Zehn Köpfe, ein Studio, direkt am Puls des Festivals
Bereits zum wiederholten Male bezieht die zehnköpfige „Filmriss“-Redaktion ihr Quartier in der Landesvertretung Niedersachsen/Schleswig-Holstein. Aus dem dort eigens eingerichteten Radiostudio mit direktem Blick auf das Festivalzentrum am Potsdamer Platz produziert das Team werktäglich eine einstündige Sendung.
Unter der Leitung von Festivalintendantin Tricia Tuttle versteht sich die Berlinale 2026 als ein „Lagerfeuer des Kinos“, das politische Haltung mit einer tiefen Liebe zur Filmkunst verbindet. Die Redaktion von „Filmriss“ wird dieses besondere Flair einfangen und werktäglich um 17:00 Uhr live auf die Frequenzen im Norden bringen. Der Start ist am Donnerstag, den 12. Februar.
Die diesjährige Ausgabe bietet reichlich Stoff für die Radiomacher. So kehrt der 80-jährige Altmeister des deutschen Films, Wim Wenders, als Kopf der Internationalen Jury nach Berlin zurück und wird am 21. Februar über die Vergabe der Goldenen und Silbernen Bären entscheiden. Das Festival wird eröffnet mit der Weltpremiere der romantischen Komödie „No Good Men“ der afghanischen Regisseurin Shahrbanoo Sadat. Neben Sandra Hüller im Historiendrama „Rose“ werden Hollywood-Größen wie Ethan Hawke und Russell Crowe sowie Popstar Charli xcx in der Hauptstadt erwartet. Und das 40-jährige Bestehen der Teddy Awards feiert die Vielfalt des queeren Kinos.
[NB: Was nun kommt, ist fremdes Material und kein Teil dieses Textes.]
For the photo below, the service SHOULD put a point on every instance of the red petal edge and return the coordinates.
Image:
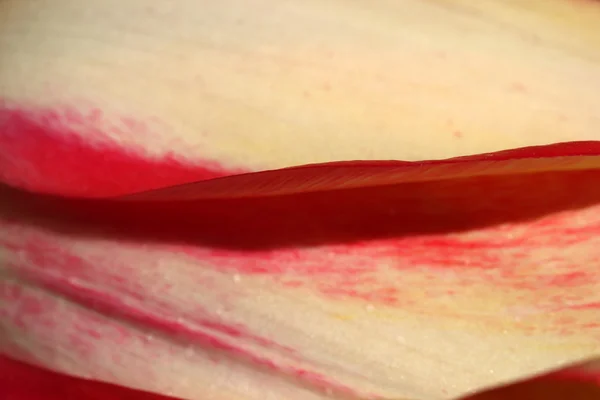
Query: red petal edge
(20, 381)
(537, 181)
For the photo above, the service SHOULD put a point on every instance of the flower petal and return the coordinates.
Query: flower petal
(483, 278)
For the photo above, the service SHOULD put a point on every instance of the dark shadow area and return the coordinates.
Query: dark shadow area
(330, 217)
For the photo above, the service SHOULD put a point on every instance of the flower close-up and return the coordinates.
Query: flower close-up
(299, 200)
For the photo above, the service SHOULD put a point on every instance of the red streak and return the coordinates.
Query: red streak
(20, 381)
(44, 151)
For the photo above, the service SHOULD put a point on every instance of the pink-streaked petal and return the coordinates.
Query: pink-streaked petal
(365, 292)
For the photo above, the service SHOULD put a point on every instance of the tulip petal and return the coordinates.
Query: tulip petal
(430, 287)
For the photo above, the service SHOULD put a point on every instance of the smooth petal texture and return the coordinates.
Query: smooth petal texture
(25, 382)
(264, 84)
(424, 288)
(360, 280)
Besonders im Fokus der Berichterstattung stehen die regionalen Erfolge. Dank der MOIN Filmförderung sind insgesamt sieben norddeutsche Produktionen im Programm vertreten. Neben dem Eröffnungsfilm auch İlker Çataks Drama „Gelbe Briefe“ sowie der im Norden gedrehte Debütfilm „Der Heimatlose“.